I am sick of people with cars that cost more than, say, a hungry child's yearly needs, taking up all the parking spots at my apartment building. Today there are Jaguars and such taking up all the (clearly designated as for residents only) spots, and I am so, so tempted to go deface them (I've never defaced anybody's vehicle, FWIW) but I won't because our preacher told us today in the dismissal to give people good before we give them bad. Maybe I'll tie a rose to someone's antenna and THEN scratch their cherry-red paint job.
Or maybe I'm just frustrated because today was a reminder of something I don't care to acknowledge about myself; when it comes to Relationships I'm at the developmental level of a ten year old. Several marvelous women around my age spoke to me in church today, and I felt like I was going to spontaneously combust. I made a point of learning their names and now can't remember their names. One of the key reasons I returned to church was to meet people, but meeting people is excruciating. Actually I met people at the coffee shop yesterday too, but that was low stress because there was less at stake. One woman was my Mom's age, one was a high-schooler. No Relationship potential there.
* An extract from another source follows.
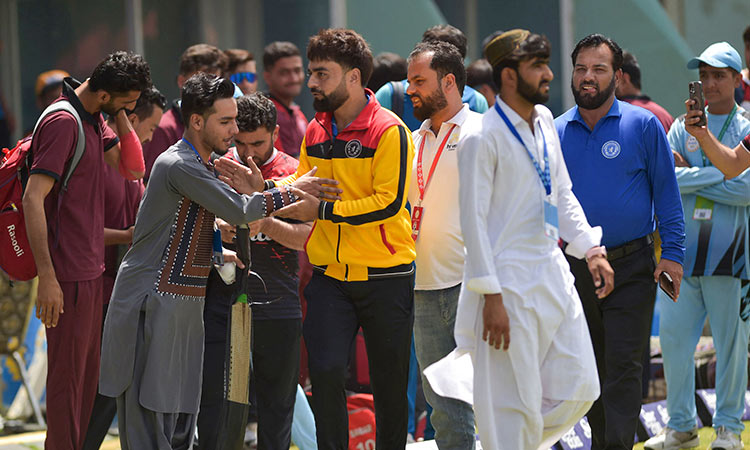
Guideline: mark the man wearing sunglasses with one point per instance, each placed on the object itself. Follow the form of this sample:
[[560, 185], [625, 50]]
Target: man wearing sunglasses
[[241, 69], [283, 74], [196, 58]]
Fling maybe; not relationship.
Here's a tip for young, attractive married women, BTW. Don't talk to us lonely straight guys. Just go away. No, I take it back; you can talk to us if you're holding your husband's hand or blinging your wedding band right up front. Every time a friendly woman strikes up a conversation with me and waits ten minutes before letting it drop that she's married, I can't help entertaining the notion of spinning on my heel and walking away without a word. I would never do such a rude and futile thing, but the idea of it as a gag amuses me far more than it should.